今年もあと十日、師匠の「住所印」を最後に、頼まれた印はすべて彫り終わりました。
これから、失敗印・人の彫った印の印面をすり潰して再利用できるレベルに磨き、分別するという作業に掛かっております。
そうした印だけで千本以上あり、その半分は自分が彫った摸刻印であります。摸刻は、章法を学び篆刻の名人・作者の技法に倣って忠実に再現することで自分の目を肥やし、技を磨くのが目的であります。従って、彫ったものはとっておいても意味が無いので、よほど出来がいいものを除いて、「潰す」のであります。
また、過去2年に彫った自分用の印も、改めて見てみると未熟で粗末に見えるものばかりでした。
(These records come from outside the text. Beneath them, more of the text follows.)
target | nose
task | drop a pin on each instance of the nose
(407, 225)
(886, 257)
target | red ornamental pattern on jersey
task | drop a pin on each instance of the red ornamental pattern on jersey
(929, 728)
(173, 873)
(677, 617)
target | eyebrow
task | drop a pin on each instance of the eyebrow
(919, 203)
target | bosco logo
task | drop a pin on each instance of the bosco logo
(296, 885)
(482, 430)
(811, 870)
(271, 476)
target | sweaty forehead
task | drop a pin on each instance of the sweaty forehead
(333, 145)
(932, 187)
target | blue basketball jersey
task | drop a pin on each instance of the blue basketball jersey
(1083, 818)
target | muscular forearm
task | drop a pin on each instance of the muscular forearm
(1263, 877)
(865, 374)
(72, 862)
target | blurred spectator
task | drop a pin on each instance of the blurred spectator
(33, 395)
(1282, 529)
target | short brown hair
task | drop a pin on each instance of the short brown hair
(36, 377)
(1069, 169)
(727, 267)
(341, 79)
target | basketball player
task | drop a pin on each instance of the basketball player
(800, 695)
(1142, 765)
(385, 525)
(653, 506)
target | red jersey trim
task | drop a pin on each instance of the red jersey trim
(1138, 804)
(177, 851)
これも彫り直し。ヤフオクで入手した刻有の印も、大半は書道や篆刻を齧った人の手になる自刻印で、見るべきものも無いのです。これらは死に石にしないで、彫り直すために一旦は「無」に戻してやるのです。
これとは別に、専門家の作品・篆刻家の依頼品が数百点ものコレクションになります。多くは書道家さんなどがお金を払って篆刻家に作印を依頼した「姓名印・雅印・遊印」で、石の側面に作者の「側款」があります。中には「酒井子遠」さんなど鬼籍に入っている名人作の文化的な価値が高いもの、帰海さん、 雨人さん、邦園さん、星卿さん、滔天さんなど現役で活躍している人の印も多数あります。下の写真が全部そうした専門家の印であります。
印面を見てほれぼれするようなものも含めて保存していて、いずれ似たような印を彫る時の参考にしよう、とか、もしかすると高値になるかなどと雑念も生じながら大事に所蔵していたのです。しかし、側款があってもちゃんとした篆刻家さんとは限らず、読み取れないものもあります。側款の無いものは、何年持っていても価値は上がりません。また、自分の篆刻の技量や「見る目」が少しづつ上がって来るに従って、これはとっとかなくていいか?という印も多くなってきました。
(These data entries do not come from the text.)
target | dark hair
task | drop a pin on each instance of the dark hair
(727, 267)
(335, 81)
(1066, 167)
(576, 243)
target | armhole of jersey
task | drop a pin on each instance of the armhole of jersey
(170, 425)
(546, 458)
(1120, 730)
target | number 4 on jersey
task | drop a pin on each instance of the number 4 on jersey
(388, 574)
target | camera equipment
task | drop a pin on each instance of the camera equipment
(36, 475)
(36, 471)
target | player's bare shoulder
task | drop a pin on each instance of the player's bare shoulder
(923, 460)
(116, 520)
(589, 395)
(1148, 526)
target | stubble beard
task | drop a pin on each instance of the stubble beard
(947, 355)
そこで、一年の終わりに差し掛かった今、思い切ってこうした印をすり潰し、印面を磨き来る年には、一段上の篆刻生活を送るために準備に入ろうというわけなのです。すでに、段ボールやプラスチックケースなどに無造作に詰め込んだ印材としての価値が低そうなものが500個ほどあるので、これと併せて片端から磨き始めています。
その最初の作業は、①保存版を全部見直してやはり保存すべきものは除く ②未刻印でも印面が磨かれていないものは磨く ③箱に詰め込んでいるのは、いちいち印面と側款の有無を確認する ④摸刻・練習用に彫ったもので出来のいいものは除く といったことが第一段階になります。潰して磨くものをまず分別しなければなりません。
作品展につかうような大きい印材(大体4㎝角以上)のものは、紙やすりで磨くのは、力が要り手間で時間もかかるので、電動のグラインダー扱いで後回しにします。
ワタシの仕事場にある台所は、二日前から「修羅場」化しております。
ここで水道水に浸しながら石を潰し磨くという「水研ぎ」をしているのです。最も大事なことは、印面が側面に対して垂直であることであります。これを斜めに磨くと「正方形」が長方形になり、真上から押せないので押印しにくくなります。また、4つの角が余計に減らないよう全面水平のきれいな面になるように磨くことであります。印を彫る時最終的には角を落として丸くするのですが、面自体がすり減っているものは印泥が付かないので、印字がそこだけ薄くなってしまいます。
そうならないために使う秘密兵器がこれ「篆刻バイス」です。
これに印を固定し濡れた「耐水ペーパー」を粗いものから順に3段階ほどで磨ると、水平で印面にひずみや凸凹の無いきれいな鏡面となります、というほど簡単ではありません。
硬い印材はいくら力を入れても容易に削れません。しっかり固定していても、動かす手が規則正しく印面に均等に力が加わるように丁寧に扱う必要があります。理屈では、1mmくらい出っ張った印の先の部分が無くなって、木の台座全体に及ぶまでやればいい、のでありますが、実際には木も削れるし微妙に斜めになっていたりするのです。
石印材は、腐りもせず酸化もせず風化もしません。保管すれば孫子の代までなんの変化も無いまま「仮死状態」でそこにある、でしょう。しかし、印は彫らなければただの石くれであります。死んだ状態の石に磨きをかけ、いつでも彫れる状態に再生させて初めて印材としての価値が生じます。石に命を吹き込むつもりで、心を無にし指先に神経を集中して磨く、これは篆刻そのもので、大事な基本的技術なのです。
それでは本日も石磨きに掛かりましょう。